Genes With Multiple Probe Ids

3

Entering edit mode

12.5 years ago

ftp ▴ 140

Why does some genes have more than one probe_id using U133-A Affymetrix arrays. for example; creb1 has 4 probe id's:

'204312_x_at'
'204313_s_at'
'204314_s_at'
'214513_s_at'

Which one of these should I use in my analysis as CREB1? Thanks!

id • 8.1k views

ADD COMMENT • link updated 12.5 years ago by Obi Griffith 20k • written 12.5 years ago by ftp ▴ 140

score 7 · Answer 1 · 2012-10-10

7

Entering edit mode

12.5 years ago

VS ▴ 740

Probeset composition

I think the accompanying image will make it clear to you. So, here S is an individual gene sequence belonging to gene family G. Now, your creb1 would be similar to S5 gene sequence represented in this figure.

For more detailed description, read here

ADD COMMENT • link 12.5 years ago by VS ▴ 740

score 3 · Answer 2 · 2012-10-10

As Istvan and VS have explained there is some amount of redundancy on these Affy arrays at the gene locus level and often at the transcript level as well. Sometimes this can be useful for distinguishing one transcript isoform from another. In other cases you will find that the probe sets are apparently measuring the same transcript and gene but that one probe set works better than others. For these reasons, I typically analyze Affy array data at the probe set level and then only map to transcripts or genes at a late stage in analysis (i.e., after filtering, statistics, etc). This allows you to see where multiple probe sets produce the same results (perhaps increasing confidence) or do not produce the same results (indicating probe set quality issues or measurement of different isoforms). Before really believing in a probe set I often manually align the probe set sequences to the reference genome to verify that they unambiguously map to the expected gene locus. Finally, I recommend that you check out the custom CDFs provided by UMichigan. They have done a generally good job of remapping probes to new probe sets at the gene level.

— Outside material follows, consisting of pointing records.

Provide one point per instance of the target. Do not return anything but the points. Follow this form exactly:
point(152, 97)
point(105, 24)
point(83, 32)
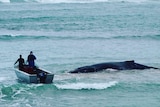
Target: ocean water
point(66, 34)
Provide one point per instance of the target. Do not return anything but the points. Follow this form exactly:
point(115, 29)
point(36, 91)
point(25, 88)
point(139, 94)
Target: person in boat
point(21, 62)
point(31, 59)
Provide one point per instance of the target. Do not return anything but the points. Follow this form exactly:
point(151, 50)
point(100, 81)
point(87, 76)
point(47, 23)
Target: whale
point(125, 65)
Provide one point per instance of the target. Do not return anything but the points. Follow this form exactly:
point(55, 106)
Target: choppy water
point(66, 34)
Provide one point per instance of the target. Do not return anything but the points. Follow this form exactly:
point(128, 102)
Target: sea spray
point(81, 85)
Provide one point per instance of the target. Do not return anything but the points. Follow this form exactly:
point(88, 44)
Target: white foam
point(79, 86)
point(5, 1)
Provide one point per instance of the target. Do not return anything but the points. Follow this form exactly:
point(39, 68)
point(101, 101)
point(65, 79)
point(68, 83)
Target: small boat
point(34, 75)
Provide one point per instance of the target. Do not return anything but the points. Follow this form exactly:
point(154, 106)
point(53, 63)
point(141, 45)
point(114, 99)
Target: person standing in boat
point(31, 59)
point(21, 62)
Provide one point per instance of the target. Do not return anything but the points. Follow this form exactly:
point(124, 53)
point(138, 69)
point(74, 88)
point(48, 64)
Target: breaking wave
point(87, 86)
point(71, 37)
point(72, 1)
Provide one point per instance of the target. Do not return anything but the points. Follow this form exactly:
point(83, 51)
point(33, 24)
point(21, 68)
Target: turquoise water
point(67, 34)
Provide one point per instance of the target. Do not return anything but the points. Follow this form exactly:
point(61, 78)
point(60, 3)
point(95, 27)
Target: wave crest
point(73, 1)
point(87, 86)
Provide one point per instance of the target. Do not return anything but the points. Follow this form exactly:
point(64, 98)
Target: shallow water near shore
point(65, 35)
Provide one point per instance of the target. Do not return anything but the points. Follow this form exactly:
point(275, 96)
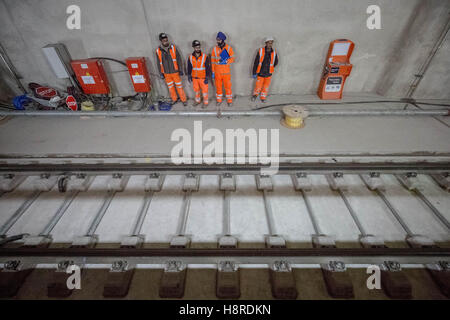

score 1 · Answer 3 · 2012-10-10

1

Entering edit mode

12.5 years ago

Istvan Albert 102k

Each of them represent different regions of your gene.

Depending on the platform and gene they could correspond to the same transcript or isoforms. There is documentation with the array that describes the location that corresponds to each probe.

ADD COMMENT • link 12.5 years ago by Istvan Albert 102k

score 1 · Answer 4 · 2012-10-10

The BioConductor affy (and relatives) packages for R handle that kind of information very well. The data related to your particular array (I think it's a best-seller) is available for analysis in the R framework. I'm not updated as I've not used them for at least 5 years, but I remembered that there were some wrappers that could process a large part of the analysis, like expresso() , rma() or gcrma()... including the "probes" to "probesets" summaries.